Une reprise de l’épidémie ? Son arrêt peut-être?
Chaque soir à l’heure où d’ordinaire finit l’activité de la journée, j’écoute inquiet le discours d’un homme qui m’énonce, d’ailleurs avec beaucoup de pédagogi,  le peu qu’on apprend jour après jour de ce mal. L’homme m’est plutôt sympathique et semble honnête pour répondre aux questions. Il égrène le nombre des malades et des morts dans le monde entier puis dans notre pays. lugubre litanie.
Dans mon village, il n’y a pas un cas de maladie pourtant le maire « intérimaire » s’agite comme si de son action dépendait le sort du monde. Le virus tue peut-être mais il ne guérit pas du ridicule, ni de la prétention.
Il fait gris depuis 48 h sur notre belle Provence quand il fait beau sur le reste du pays... on attend toujours ce fameux pallier ...puis cette décroissance. Un grand nombre de morts, certains hôpitaux surchargés de ces nouveaux malades...les autres trop vides de gens qui n’osent plus aller se faire soigner.
On commence à sentir les inquiétudes de ceux qui ne gagneront rien et ne seront pas indemnisés. Ils redoutent l’arrivée de leurs charges et de leurs créanciers. On sait que ceux qui souffriront le plus sont les plus fragiles.
Partagé entre une profonde envie de révolte d’être privé de liberté parce que finalement on ne croit personne capable de prendre seul ses responsabilité face au transfert de ce virus, et une volonté d’être sage, de s’astreindre à ces réglementations parfois ridicules pour prendre ce passage comme une épreuve pour tester notre humilité (et là, je sais que j’ai beaucoup matière à progresser 😉).

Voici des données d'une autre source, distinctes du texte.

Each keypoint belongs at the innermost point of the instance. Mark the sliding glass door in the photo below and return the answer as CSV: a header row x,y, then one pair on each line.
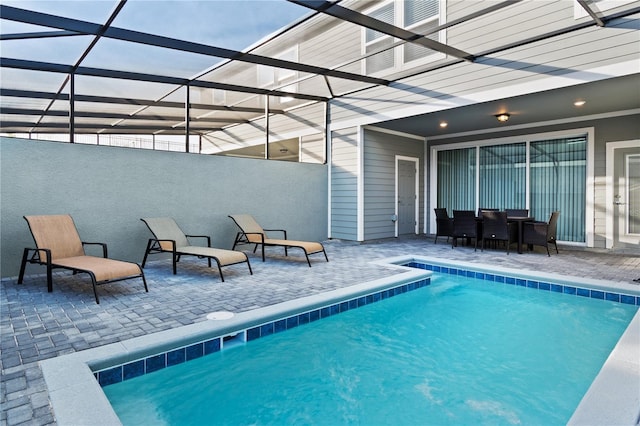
x,y
540,175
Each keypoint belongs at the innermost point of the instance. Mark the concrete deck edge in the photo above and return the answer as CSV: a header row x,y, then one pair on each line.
x,y
76,396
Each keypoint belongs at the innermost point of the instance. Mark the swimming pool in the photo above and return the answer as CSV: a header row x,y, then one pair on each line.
x,y
458,351
71,390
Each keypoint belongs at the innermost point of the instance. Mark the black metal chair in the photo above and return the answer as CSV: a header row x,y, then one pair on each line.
x,y
465,226
495,227
541,233
444,224
517,212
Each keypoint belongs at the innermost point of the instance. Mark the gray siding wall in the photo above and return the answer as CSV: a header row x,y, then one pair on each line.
x,y
380,150
107,190
344,184
612,129
507,73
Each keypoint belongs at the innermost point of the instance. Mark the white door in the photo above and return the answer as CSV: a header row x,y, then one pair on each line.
x,y
406,195
623,192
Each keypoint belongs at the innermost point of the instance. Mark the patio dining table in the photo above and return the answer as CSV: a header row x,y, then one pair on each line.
x,y
518,220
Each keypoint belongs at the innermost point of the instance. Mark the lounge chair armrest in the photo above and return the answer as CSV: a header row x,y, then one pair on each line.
x,y
262,236
278,230
201,236
159,243
104,247
36,256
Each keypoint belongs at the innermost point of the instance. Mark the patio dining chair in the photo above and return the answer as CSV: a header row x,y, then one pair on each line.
x,y
252,233
169,238
465,226
542,233
58,245
444,224
495,227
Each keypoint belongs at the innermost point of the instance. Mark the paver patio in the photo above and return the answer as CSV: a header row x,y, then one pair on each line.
x,y
36,325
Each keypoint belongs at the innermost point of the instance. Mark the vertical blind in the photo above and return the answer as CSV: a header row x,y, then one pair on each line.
x,y
502,176
557,180
457,179
558,171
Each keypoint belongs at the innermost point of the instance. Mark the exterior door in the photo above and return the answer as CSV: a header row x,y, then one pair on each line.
x,y
407,195
623,192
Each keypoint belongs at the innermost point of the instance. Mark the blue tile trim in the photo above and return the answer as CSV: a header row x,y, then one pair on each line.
x,y
540,285
177,356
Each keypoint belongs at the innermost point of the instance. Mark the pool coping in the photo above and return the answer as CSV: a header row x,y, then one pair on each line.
x,y
77,397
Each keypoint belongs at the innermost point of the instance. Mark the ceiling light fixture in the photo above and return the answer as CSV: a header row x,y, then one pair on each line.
x,y
503,117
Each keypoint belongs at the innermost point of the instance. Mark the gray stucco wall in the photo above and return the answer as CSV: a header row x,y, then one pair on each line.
x,y
107,190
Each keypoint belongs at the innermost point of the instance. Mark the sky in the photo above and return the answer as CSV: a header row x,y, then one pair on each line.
x,y
231,24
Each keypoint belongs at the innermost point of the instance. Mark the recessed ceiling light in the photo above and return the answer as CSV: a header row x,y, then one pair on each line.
x,y
503,117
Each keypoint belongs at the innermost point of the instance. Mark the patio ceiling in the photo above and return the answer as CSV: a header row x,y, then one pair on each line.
x,y
124,67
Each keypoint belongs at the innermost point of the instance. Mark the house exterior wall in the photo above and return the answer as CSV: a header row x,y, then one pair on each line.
x,y
345,175
107,190
312,149
606,129
380,151
612,51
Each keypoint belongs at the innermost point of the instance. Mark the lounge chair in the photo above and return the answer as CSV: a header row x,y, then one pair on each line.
x,y
169,238
58,245
252,233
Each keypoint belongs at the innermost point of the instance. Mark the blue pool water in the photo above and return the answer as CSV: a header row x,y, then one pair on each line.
x,y
460,351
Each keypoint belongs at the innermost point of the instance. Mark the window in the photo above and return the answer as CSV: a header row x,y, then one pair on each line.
x,y
279,77
419,16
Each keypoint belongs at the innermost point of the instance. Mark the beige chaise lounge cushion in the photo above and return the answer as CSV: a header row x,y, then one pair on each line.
x,y
58,233
251,229
165,228
103,269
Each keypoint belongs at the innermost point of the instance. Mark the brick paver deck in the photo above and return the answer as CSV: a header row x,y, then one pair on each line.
x,y
37,325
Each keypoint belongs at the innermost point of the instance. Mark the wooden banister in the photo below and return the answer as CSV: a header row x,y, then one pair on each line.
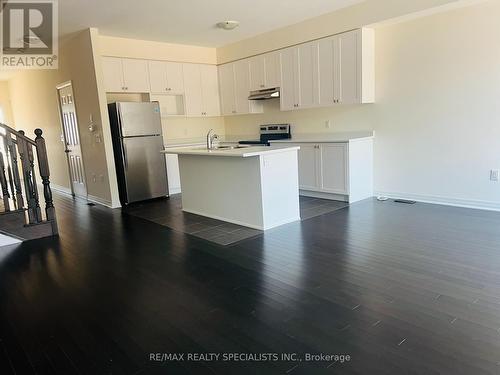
x,y
43,166
19,134
16,143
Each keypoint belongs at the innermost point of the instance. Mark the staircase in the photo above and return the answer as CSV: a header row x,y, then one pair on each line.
x,y
20,212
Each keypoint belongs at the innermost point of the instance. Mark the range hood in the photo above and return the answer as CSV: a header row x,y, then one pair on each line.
x,y
265,94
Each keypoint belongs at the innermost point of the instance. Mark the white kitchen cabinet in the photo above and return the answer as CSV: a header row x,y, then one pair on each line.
x,y
210,90
226,87
308,169
173,175
192,90
350,67
336,170
290,88
135,75
201,90
299,77
234,84
257,73
272,69
242,89
125,75
113,74
308,75
166,77
333,166
328,71
265,71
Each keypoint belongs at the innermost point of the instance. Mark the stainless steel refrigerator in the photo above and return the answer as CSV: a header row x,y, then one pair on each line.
x,y
137,141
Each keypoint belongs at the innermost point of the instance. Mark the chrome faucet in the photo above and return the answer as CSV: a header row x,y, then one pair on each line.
x,y
211,137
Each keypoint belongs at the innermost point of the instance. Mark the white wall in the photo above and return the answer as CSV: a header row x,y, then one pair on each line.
x,y
436,114
345,19
35,105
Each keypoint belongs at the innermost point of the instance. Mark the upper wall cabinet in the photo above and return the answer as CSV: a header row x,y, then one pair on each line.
x,y
265,71
234,84
299,77
201,88
166,77
226,87
329,71
125,75
347,68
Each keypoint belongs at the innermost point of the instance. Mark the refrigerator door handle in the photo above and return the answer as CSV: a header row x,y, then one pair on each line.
x,y
124,153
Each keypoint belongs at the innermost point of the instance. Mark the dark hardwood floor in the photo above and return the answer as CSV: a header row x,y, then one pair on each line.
x,y
400,289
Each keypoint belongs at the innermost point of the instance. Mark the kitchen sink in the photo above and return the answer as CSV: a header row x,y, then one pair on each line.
x,y
228,147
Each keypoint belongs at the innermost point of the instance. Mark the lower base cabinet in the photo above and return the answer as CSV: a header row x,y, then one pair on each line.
x,y
338,171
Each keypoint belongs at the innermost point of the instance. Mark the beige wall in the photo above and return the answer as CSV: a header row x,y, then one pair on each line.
x,y
145,49
436,114
5,104
35,104
174,129
362,14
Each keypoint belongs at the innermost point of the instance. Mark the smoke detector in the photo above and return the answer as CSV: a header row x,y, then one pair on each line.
x,y
228,25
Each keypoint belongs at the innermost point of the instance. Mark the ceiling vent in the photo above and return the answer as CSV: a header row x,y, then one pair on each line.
x,y
228,25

Mes seules sorties de là semaines sont quelques trop courts passages à mon potager (un jardin « familial » partagé), pour essayer de ne pas le laisser mourrir et d’ajouter son improductivité au reste du malheur du monde.
Le « cancre » qui est en moi, rebelle a toutes les interdictions, à déjà trouvé mille manières de frauder...mais je ne le fais pas. On force ma nature 😉
Attention, je n’en veux pas à nos gouvernants. Je les trouve plutôt à la hauteur et assumant leur inexpérience. Je me régale aussi des trésors d’imagination et de créativité qui circulent sur les ondes. Je reçois presque chaque jour un petit bijou de tendresse dans un « journal des kiwis confinés » qui vient de mes petits enfants du bout du monde. Je le regarde avec tendresse et avec intérêt d’autant plus qu’ils ont réveillé autour d’eux des liens familiaux un peu éteints avec le temps.
Je continue à m’exercer aux langues maintenant que je suis vraiment sûr que ça ne servira à rien...j’aime cette gratuité comme celle qui me pousse à lire ou à relire quelques livres qu’on remet toujours à plus tard.
J’ai trouvé aussi à mettre en œuvre quelques planches de bois, quelques sacs de ciment pour améliorer un peu notre petite maison.
Dis-moi Jacques, billet de petit moral, non ? 
Peut être un peu mais surtout billet d’ennui de vous, billet de manque des autres. Il n’est pas bon que l’homme soit seul. Et même si je ne le suis pas tout à fait (ELLE est là bien présente quoiqu’en télétravail ), je m'aperçois que la substance de ma vie...ce sont les autres.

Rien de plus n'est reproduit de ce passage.